Dos insólitos debates caracterizaron al plenario de la Cámara baja

El surrealismo recorrió ayer gran parte de la sesión de Diputados

­»¡No se excite, que eso lo hago yo y muy bien!» ­le espetó Washington Abdala (Foro Batllista) a Uberfil Hernández (Espacio 609), cuando éste quiso interrumpir, molesto, una exposición del legislador colorado.

A renglón seguido, Sergio Botana (Alianza Nacional), parecido a Rodríguez Saa en mangas de camisa, apuntó: ­»No es momento para discutir este proyecto…»

­»¡No se está discutiendo ningún proyecto ­interrumpió el presidente Pintado­ sino una moción para crear una comisión!»

­»¡No importa…!» ­insistió Botana, encaprichado como el borracho del cuento de Paco Espínola que quiere darle su yegua a un amigo, aunque la yegua no está.

­»Igual creo que no es momento de traer este proyecto a sala…»

Los ojos de Pintado se abrieron al punto de dejar la sensación de que saldrían de sus órbitas y golpearían a Botana con un doble gancho al mentón. Pero debe haber pensado en el Peñarol de Matosas, pues, de golpe, lo agarró una calma chicha y pidió que se leyese por enésima vez la moción de marras, proponiendo una comisión especial para estudiar el proyecto de colegiaturas profesionales universitarias.

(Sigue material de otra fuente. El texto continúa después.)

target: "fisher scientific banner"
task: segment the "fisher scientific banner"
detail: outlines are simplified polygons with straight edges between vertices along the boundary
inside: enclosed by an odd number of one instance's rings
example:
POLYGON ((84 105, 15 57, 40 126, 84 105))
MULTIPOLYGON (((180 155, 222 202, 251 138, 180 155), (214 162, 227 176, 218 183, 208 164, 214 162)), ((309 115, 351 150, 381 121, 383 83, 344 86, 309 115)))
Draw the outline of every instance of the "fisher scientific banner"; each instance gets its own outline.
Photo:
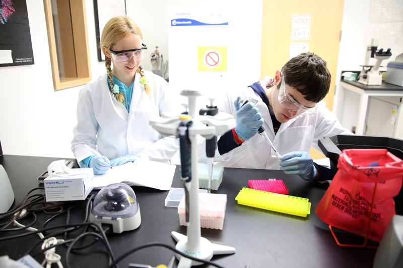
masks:
POLYGON ((0 2, 0 67, 34 64, 26 0, 0 2))

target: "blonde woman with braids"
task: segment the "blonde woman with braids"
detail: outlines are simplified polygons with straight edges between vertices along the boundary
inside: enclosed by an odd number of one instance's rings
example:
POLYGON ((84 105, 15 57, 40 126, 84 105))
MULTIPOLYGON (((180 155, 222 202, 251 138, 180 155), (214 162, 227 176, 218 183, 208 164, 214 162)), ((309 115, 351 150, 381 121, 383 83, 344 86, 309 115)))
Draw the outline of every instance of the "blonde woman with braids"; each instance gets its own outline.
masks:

Todo el embole se armó por esa sencilla moción, tan incomprendida como la suba de los morrones. Incluso, minutos antes de la batahola verbal, durante la cual algunos hasta confundieron el nombre de sus interlocutores, Alvaro Vega (Espacio 609) recordó que la colegiación es para los médicos una vieja aspiración frustrada. Enseguida, un intento de Alvaro Lorenzo (Alianza Nacional) de discutir con Vega también se frustró: el diputado floridense, ardido como si lo hubieran sentado en una salamandra, salió de sala y caminó por el ambulatorio, no sé si pensando en Gandhi o en las patadas voladoras del Pequeño Saltamontes.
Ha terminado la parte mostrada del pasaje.